Boston.com recently reported on one classroom scene, from a third grade classroom at the Tobin K-8 School in Roxbury. Tobin is one of nearly two-dozen Boston public schools that adopted the Open Circle program last year following the announcement of a $1 million grant to the Boston Public Health Commission by Partners HealthCare and its founding hospitals Brigham and Women’s and Massachusetts General Hospital.

In participating schools, teachers hold 15- to 20-minute Open Circle Meetings twice a week that include a range of activities, such as group discussions, role-playing, storytelling, and community-building activities. The accessible lessons allow teachers and students to bring in their own voices to address conflicts or talk about difficult subjects such as peer exclusion, teasing, or bullying. In each gathering, one chair remains empty, symbolizing that there is always room for another person or voice in the circle.

“Success depends as much on students’ social and emotional development as on their cognitive abilities, and Open Circle can help improve these outcomes by providing teachers with evidence-based tools and techniques,” said Nova Biro, co-director of Open Circle at the Wellesley Centers for Women.

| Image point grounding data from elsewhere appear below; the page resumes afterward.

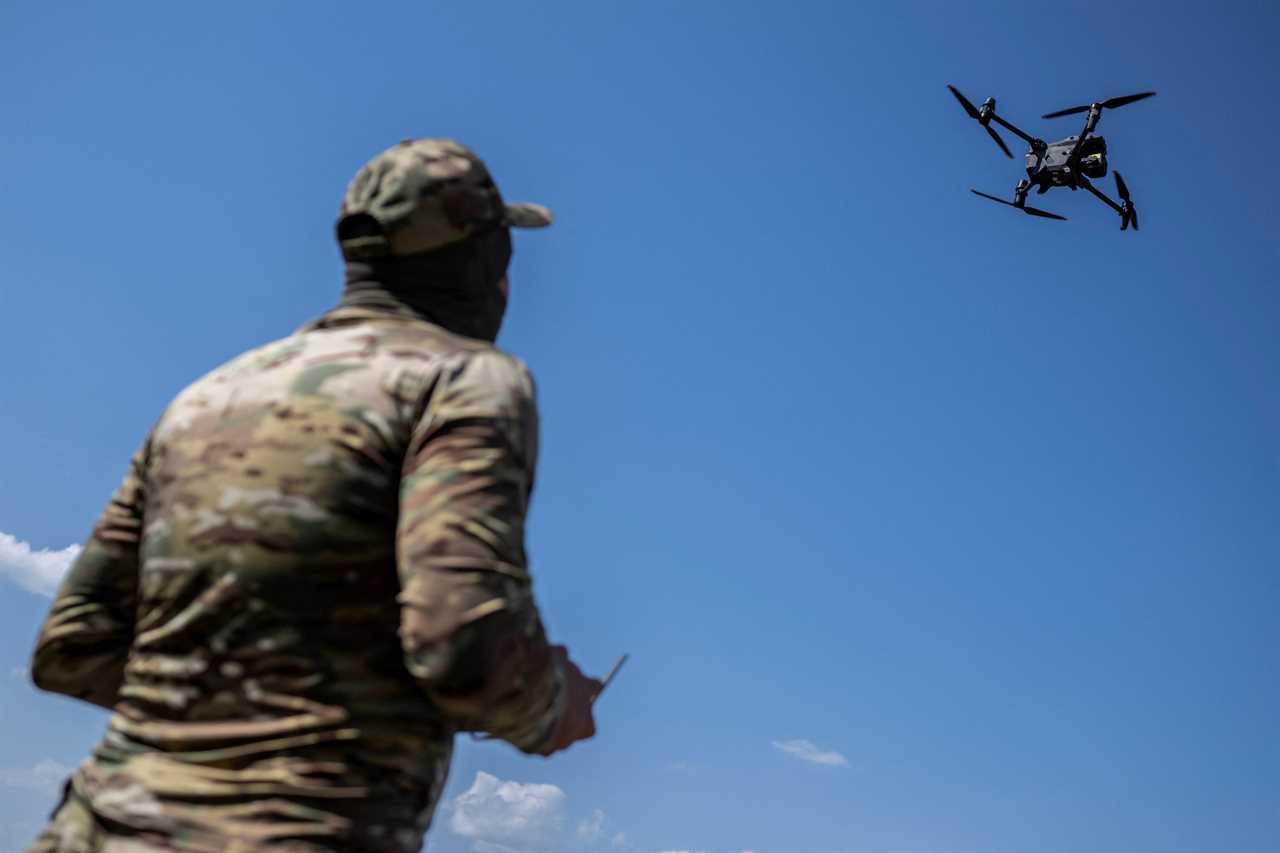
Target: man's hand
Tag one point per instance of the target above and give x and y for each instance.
(576, 723)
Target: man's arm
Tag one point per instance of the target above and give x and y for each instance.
(85, 641)
(469, 624)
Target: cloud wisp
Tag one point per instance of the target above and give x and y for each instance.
(503, 816)
(44, 776)
(40, 571)
(809, 751)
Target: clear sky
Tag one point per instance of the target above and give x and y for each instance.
(931, 528)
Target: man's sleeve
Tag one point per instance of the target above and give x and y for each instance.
(469, 624)
(85, 641)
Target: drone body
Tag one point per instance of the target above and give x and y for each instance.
(1066, 163)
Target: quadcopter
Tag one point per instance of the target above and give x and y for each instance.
(1068, 163)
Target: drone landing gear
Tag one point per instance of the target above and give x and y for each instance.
(1127, 209)
(1020, 201)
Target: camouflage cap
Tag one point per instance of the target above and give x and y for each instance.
(424, 195)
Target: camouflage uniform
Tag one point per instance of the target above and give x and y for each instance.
(314, 573)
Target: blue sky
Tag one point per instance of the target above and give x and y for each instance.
(931, 528)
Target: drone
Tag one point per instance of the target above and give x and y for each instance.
(1066, 163)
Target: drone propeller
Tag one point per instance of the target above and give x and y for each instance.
(964, 101)
(1128, 211)
(1034, 211)
(1000, 142)
(982, 117)
(1107, 104)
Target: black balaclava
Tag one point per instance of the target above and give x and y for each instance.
(456, 287)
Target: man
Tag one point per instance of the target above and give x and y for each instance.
(314, 571)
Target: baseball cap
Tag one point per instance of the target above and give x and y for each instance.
(425, 195)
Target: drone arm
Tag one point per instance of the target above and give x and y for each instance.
(1089, 123)
(1101, 195)
(1015, 131)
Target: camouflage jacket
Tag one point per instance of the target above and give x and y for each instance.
(311, 576)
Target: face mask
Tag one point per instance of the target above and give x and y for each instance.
(457, 287)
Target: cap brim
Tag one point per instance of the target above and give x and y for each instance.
(526, 215)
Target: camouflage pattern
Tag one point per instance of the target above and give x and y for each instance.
(428, 194)
(311, 576)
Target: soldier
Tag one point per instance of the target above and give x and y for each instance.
(314, 571)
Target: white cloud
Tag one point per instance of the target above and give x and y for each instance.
(809, 751)
(506, 816)
(45, 776)
(40, 571)
(589, 829)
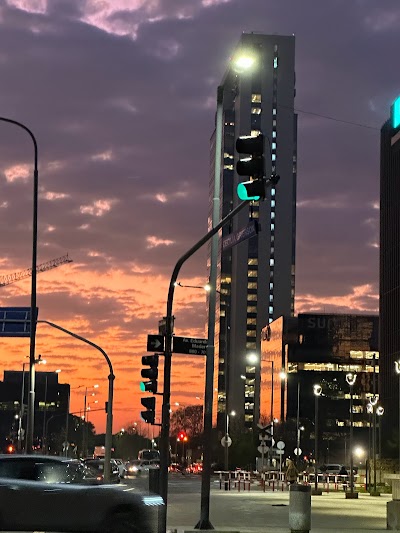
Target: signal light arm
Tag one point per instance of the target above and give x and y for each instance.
(165, 420)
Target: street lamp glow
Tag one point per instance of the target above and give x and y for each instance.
(243, 62)
(252, 358)
(317, 390)
(359, 452)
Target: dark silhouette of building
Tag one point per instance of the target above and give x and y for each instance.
(51, 398)
(389, 273)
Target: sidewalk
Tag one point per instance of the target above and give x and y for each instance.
(268, 512)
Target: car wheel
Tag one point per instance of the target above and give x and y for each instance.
(120, 523)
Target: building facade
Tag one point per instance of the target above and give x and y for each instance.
(389, 274)
(255, 277)
(51, 399)
(320, 349)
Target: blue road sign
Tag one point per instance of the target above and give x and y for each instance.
(16, 321)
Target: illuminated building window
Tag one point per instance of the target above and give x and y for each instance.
(256, 98)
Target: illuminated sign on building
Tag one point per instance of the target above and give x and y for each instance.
(396, 113)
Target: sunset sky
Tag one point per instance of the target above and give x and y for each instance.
(120, 95)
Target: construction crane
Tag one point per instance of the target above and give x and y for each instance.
(54, 263)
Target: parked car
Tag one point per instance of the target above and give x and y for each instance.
(121, 468)
(137, 467)
(98, 465)
(61, 494)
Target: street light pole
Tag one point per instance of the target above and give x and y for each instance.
(397, 368)
(32, 333)
(351, 379)
(317, 394)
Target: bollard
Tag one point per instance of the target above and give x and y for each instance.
(300, 508)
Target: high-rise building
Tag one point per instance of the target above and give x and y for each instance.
(389, 276)
(256, 278)
(320, 349)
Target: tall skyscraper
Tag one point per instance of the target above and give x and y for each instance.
(389, 276)
(256, 278)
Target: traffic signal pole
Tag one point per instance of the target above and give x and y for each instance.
(165, 419)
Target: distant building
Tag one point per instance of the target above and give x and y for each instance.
(256, 278)
(51, 399)
(389, 275)
(321, 349)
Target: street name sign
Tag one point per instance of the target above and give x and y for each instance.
(155, 343)
(189, 346)
(16, 321)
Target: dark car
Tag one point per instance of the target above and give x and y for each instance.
(98, 466)
(61, 494)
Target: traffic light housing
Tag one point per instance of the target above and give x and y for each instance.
(150, 414)
(150, 373)
(253, 166)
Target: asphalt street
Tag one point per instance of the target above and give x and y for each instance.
(257, 511)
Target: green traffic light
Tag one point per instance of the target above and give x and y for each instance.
(243, 193)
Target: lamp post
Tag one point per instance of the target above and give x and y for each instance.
(44, 437)
(351, 379)
(32, 333)
(317, 394)
(111, 377)
(397, 368)
(375, 410)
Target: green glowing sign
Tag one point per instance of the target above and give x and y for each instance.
(396, 113)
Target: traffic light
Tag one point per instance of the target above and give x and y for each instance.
(253, 166)
(182, 436)
(150, 414)
(149, 373)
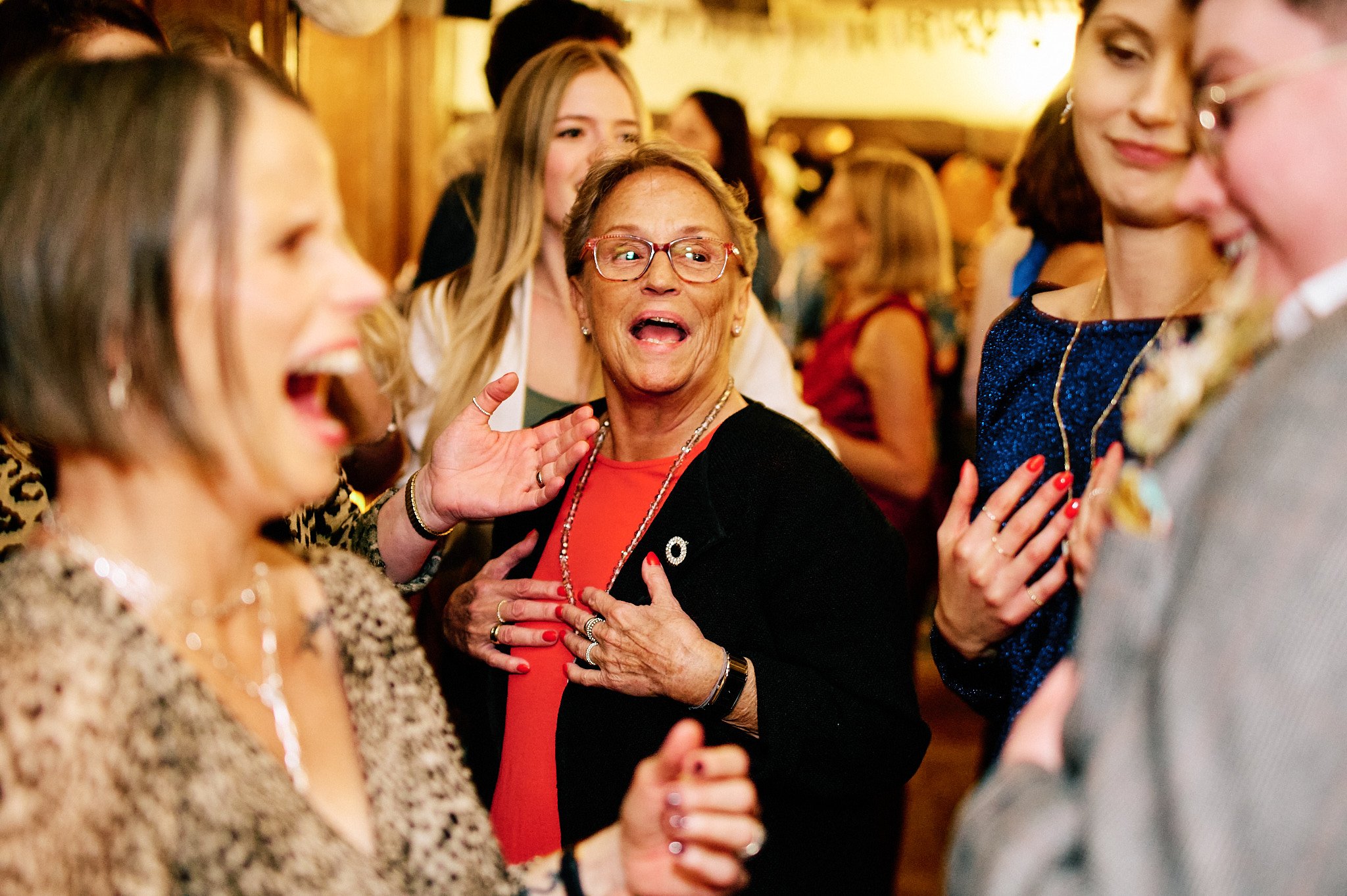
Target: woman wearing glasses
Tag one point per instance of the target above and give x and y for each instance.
(710, 559)
(1056, 366)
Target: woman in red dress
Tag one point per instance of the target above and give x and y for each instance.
(884, 235)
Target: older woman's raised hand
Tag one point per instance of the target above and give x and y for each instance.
(478, 473)
(987, 564)
(643, 651)
(489, 604)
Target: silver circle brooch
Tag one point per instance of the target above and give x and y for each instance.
(675, 552)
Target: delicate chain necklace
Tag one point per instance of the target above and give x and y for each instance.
(1127, 377)
(139, 590)
(655, 505)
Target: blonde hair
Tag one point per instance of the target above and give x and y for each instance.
(478, 299)
(899, 200)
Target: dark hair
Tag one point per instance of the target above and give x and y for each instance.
(739, 164)
(30, 29)
(93, 195)
(537, 24)
(1052, 195)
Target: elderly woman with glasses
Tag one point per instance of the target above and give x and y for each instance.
(712, 560)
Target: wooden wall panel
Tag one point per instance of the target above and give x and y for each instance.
(375, 100)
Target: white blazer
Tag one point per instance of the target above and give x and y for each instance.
(759, 362)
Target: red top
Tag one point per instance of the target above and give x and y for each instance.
(614, 504)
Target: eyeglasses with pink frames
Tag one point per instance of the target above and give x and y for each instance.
(695, 258)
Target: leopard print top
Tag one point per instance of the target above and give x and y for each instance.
(337, 523)
(120, 772)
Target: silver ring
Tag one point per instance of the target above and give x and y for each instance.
(589, 627)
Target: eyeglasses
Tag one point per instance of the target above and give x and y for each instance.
(1214, 103)
(694, 258)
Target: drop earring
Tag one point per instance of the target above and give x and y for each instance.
(119, 385)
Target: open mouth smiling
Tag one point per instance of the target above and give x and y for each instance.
(659, 330)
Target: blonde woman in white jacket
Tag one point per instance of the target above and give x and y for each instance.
(510, 310)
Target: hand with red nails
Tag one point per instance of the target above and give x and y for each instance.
(480, 604)
(689, 817)
(1094, 518)
(654, 650)
(987, 564)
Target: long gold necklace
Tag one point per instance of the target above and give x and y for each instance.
(1127, 377)
(655, 505)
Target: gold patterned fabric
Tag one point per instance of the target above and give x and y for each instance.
(337, 523)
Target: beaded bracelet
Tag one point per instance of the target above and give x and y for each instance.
(418, 524)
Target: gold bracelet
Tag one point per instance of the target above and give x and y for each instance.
(418, 524)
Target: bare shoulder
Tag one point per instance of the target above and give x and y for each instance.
(1073, 303)
(891, 335)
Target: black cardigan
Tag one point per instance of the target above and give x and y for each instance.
(790, 564)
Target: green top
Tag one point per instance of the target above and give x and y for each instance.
(539, 407)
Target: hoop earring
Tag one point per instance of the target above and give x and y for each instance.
(119, 387)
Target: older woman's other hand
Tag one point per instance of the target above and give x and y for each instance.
(987, 564)
(690, 818)
(491, 603)
(1089, 528)
(643, 651)
(1036, 735)
(479, 474)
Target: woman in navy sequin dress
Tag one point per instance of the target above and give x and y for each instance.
(1009, 598)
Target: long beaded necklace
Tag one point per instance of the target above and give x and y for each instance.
(139, 590)
(655, 505)
(1127, 377)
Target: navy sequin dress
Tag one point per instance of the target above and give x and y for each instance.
(1020, 362)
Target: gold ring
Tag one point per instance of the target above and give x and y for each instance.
(589, 627)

Research has shown that Open Circle increases students' demonstration of pro-social skills, decreases violence and other problem behaviors. Biro told the Globe that the Boston Public Health Commission views social-emotional learning as integral to long-term violence prevention in the city. “By teaching children social-emotional skills and fostering safe learning communities, Open Circle gives children the tools to manage their emotions and productively work through conflict,” she said.

Open Circle is celebrating its 25th year. The program was launched in 1987 as a pilot designed to improve the social skills of students in six schools in Framingham. It has since been adopted by more than 300 schools in over 100 communities across the country, reaching more than two million students and 13,000 educators.

The program is planning for continued growth in Boston and other large school districts with support from a $220,000 growth and scaling grant from NoVo Foundation. Plans include development of an updated train-the-trainer program, leveraging technology to increase accessibility of training and coaching, further incorporating mindfulness practices for educators and students, and bringing Open Circle to pre-Kindergarten and Grades 6 through 8.